Citing ‘an increasing crisis of confidence that is feeding unnecessary fear in the marketplace,’ Bair said ‘it would be helpful for the FDIC to have the temporary ability to raise deposit insurance limits.’

She didn’t specify how high the FDIC might want to go. The current basic limit on insurance is $100,000 per depositor per bank, but consumers can substantially boost their coverage using joint and other accounts.


Raising the limit ‘would provide the dual benefits of providing additional liquidity to banks for lending as well as provide some additional reassurance to depositors above the current limits,’ Bair said.

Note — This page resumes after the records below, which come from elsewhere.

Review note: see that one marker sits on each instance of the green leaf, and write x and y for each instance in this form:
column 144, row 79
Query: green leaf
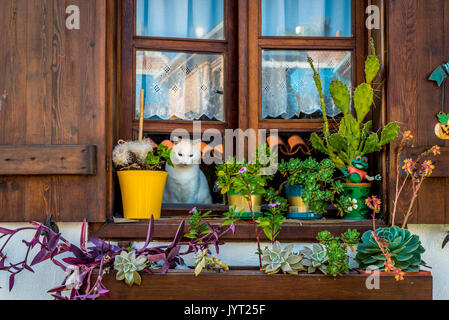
column 372, row 67
column 338, row 142
column 363, row 99
column 340, row 95
column 317, row 143
column 371, row 144
column 349, row 128
column 389, row 133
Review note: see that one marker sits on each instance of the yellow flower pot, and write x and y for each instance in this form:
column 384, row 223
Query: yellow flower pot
column 142, row 192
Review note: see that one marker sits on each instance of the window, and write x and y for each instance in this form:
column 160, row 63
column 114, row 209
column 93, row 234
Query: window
column 182, row 53
column 235, row 64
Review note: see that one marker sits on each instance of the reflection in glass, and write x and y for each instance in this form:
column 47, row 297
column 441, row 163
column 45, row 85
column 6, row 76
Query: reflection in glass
column 180, row 86
column 288, row 88
column 199, row 19
column 307, row 18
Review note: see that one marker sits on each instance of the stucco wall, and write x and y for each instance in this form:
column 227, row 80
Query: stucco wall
column 47, row 276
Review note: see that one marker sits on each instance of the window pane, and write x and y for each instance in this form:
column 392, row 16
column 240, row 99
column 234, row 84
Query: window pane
column 200, row 19
column 288, row 88
column 180, row 86
column 307, row 18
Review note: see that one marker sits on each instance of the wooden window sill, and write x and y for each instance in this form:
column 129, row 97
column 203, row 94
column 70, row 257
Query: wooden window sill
column 250, row 284
column 165, row 229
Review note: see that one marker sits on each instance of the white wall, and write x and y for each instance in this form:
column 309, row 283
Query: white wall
column 29, row 286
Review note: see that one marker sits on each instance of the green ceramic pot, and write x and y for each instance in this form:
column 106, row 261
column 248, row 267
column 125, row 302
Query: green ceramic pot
column 298, row 210
column 240, row 203
column 360, row 192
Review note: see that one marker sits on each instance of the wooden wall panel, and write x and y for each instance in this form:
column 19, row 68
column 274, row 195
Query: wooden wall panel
column 53, row 80
column 418, row 40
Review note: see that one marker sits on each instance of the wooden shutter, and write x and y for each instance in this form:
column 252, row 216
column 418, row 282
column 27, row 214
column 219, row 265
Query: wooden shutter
column 52, row 111
column 418, row 37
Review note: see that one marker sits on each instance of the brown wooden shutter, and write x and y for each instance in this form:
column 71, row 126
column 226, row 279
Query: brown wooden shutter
column 418, row 37
column 52, row 111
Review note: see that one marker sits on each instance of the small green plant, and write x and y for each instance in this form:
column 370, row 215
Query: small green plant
column 128, row 267
column 315, row 258
column 196, row 225
column 140, row 155
column 338, row 261
column 353, row 137
column 228, row 174
column 204, row 262
column 278, row 259
column 404, row 249
column 272, row 222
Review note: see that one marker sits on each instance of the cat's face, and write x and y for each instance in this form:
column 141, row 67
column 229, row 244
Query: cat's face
column 186, row 152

The government’s decision to seize Washington Mutual Inc. last week was hastened by heavy deposit outflows from the huge savings and loan, the Office of Thrift Supervision said.

Even at healthy banks, customers have been questioning whether it’s worth the risk of keeping any deposits that exceed the current insurance limits. That poses a challenge for business depositors in particular.

Higher limits could be most helpful to smaller banks as they struggle to hold on to deposits amid public fears of more bank failures because of loan losses.

‘As always, any potential borrowings from Treasury to support this additional coverage would need to be paid back through the FDIC’s primary funding source -- industry assessments,’ Bair said.

Earlier today, Sens. John McCain and Barack Obama both backed the idea of an increase in the basic insurance limit to $250,000.